In general, enveloped viruses attach to host target cells and enter into cells through the interaction between viral envelope proteins and cell surface receptors and coreceptors. Due to the lack of a robust cell culture system to support the replication of various HCV genotypes, surrogate systems have been developed to examine the mechanisms of HCV infection. Although in vitro binding assays have identified several candidate receptors for HCV (4), the final determination of a true entry receptor or coreceptor capable of internalizing HCV particles has to be made by an infection assay. Toward this end, pseudotype virus systems based on VSV (27, 39) and retroviruses (5, 23) have been established. Both VSV and retroviruses normally bud from the plasma membrane, and therefore foreign envelope proteins expressed on the cell surface have been believed to incorporate into the pseudotype particles. HCV E1 and E2 proteins form heterodimers that have static ER retention signals in their C-terminal transmembrane region (17) and pulse-chase experiments and endoglycanase treatment of the intracellular forms of the proteins or those incorporated into the HCVpp have revealed that only a small fraction of the HCV envelope proteins are translocated to the plasma membrane and modified to the complex-type glycans (48). In addition, it was demonstrated that recruitment of the foreign envelope proteins by MLV and the lentivirus core protein does not occur at the cell surface but takes place intracellularly in the endosomal pathway (55, 56). Production of pseudotype VSVs bearing unmodified envelope glycoproteins of bunyaviruses has also been reported, in spite of the static retention of the envelope glycoproteins in the intracellular compartment and the lack of translocation into the plasma membrane (46). Therefore, cell surface expression of HCV envelope glycoproteins may not necessarily be a prerequisite for generation of pseudotype particles based on VSV or retroviruses.

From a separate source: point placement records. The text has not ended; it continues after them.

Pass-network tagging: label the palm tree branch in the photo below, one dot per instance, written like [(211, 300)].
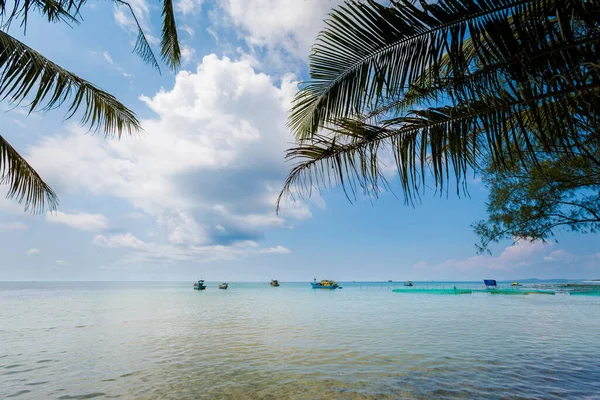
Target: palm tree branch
[(170, 50), (142, 47), (348, 73), (24, 183), (55, 11), (22, 68), (359, 36), (449, 133)]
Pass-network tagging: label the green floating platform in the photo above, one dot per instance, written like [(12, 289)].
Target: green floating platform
[(585, 293), (510, 291), (434, 290)]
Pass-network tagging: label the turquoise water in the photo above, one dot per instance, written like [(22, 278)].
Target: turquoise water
[(165, 340)]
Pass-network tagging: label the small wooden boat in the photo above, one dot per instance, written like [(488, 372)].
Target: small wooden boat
[(199, 285), (325, 284)]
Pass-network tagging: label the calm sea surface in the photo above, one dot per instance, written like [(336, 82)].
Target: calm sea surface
[(165, 340)]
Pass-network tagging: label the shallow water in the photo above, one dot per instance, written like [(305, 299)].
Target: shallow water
[(165, 340)]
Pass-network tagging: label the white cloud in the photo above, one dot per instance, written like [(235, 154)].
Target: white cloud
[(186, 54), (291, 26), (188, 6), (123, 16), (560, 255), (108, 58), (276, 250), (188, 29), (33, 252), (81, 220), (124, 240), (12, 226), (522, 253), (208, 168)]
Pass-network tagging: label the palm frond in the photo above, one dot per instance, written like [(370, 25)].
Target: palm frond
[(142, 47), (444, 140), (170, 50), (368, 51), (54, 10), (25, 185), (22, 69)]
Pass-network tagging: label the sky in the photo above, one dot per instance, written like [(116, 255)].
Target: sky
[(193, 196)]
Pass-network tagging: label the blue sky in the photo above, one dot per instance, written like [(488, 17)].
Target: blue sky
[(194, 194)]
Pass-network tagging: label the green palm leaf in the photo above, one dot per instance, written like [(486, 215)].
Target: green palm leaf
[(22, 69), (24, 183)]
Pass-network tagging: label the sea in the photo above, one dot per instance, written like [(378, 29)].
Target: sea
[(129, 340)]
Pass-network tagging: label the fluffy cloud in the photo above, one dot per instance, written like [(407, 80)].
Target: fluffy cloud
[(188, 6), (33, 252), (12, 226), (560, 255), (125, 20), (522, 253), (125, 240), (208, 168), (280, 24), (82, 221), (186, 54)]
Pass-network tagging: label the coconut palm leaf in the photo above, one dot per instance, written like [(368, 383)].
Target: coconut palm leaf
[(54, 10), (506, 78), (22, 69), (170, 50), (368, 50), (24, 183), (142, 48), (444, 141)]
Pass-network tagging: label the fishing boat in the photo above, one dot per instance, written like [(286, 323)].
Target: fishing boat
[(452, 290), (491, 287), (325, 284), (199, 285)]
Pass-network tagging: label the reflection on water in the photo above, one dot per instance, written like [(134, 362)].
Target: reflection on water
[(109, 340)]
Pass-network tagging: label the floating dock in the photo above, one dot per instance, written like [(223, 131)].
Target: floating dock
[(584, 293), (453, 290), (519, 291)]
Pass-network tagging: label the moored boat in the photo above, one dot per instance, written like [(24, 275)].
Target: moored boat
[(325, 284), (199, 285)]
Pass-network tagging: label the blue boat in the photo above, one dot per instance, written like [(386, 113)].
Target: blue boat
[(199, 285), (324, 284)]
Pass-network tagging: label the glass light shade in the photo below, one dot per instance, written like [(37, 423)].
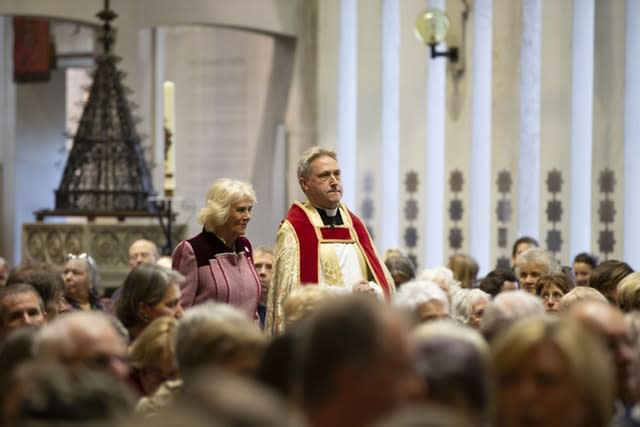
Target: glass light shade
[(432, 26)]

Recombinant VSV encoding foreign viral envelope proteins in place of the G protein has been shown to be a powerful tool for the investigation of viral infection and the development of vaccines for diseases caused by infection with viruses such as influenza virus, human immunodeficiency virus, respiratory syncytial virus, human papillomavirus, and filoviruses (20, 31). Although recombinant VSV encoding HCV envelope proteins has been generated as a surrogate model for HCV infection and a vaccine vector (9, 35), recombinant VSV generated in rodent cells possessing the chimeric E1 and/or E2 proteins has been shown to be noninfectious in a human hepatoma cell line that is susceptible to HCVpp infection (9). In this study, we successfully generated infectious recombinant and pseudotype VSVs incorporating unmodified E1 and E2 proteins in hepatic and nonhepatic human cell lines. The previously observed lack of infectivity of the recombinant VSV carrying the chimeric HCV envelope proteins might be attributable to the production of viral particles in rodent (BHK) cells (9), because in this study the HCVrv generated in BHK cells exhibited no infectivity in the target cells in spite of a sufficient amount of incorporation of the HCV envelope proteins. These results suggest that posttranslational modification or host factor(s) specific to human cells might be involved in the endowment of infectivity of recombinant VSVs. Furthermore, HCVrv can be produced in various cell lines upon infection with the G-complemented particles, which are known to exhibit infectivity in several cell lines, in contrast to the pseudotype viruses, infectious particles of which were recovered only in cells exhibiting a high competency of transfection, such as 293T cells. Therefore, generation of HCVrv in various human cells, including nonhepatic cells such as B cells, might be useful for investigating the cell-specific modification and/or factors determining the cell tropism of HCV infection.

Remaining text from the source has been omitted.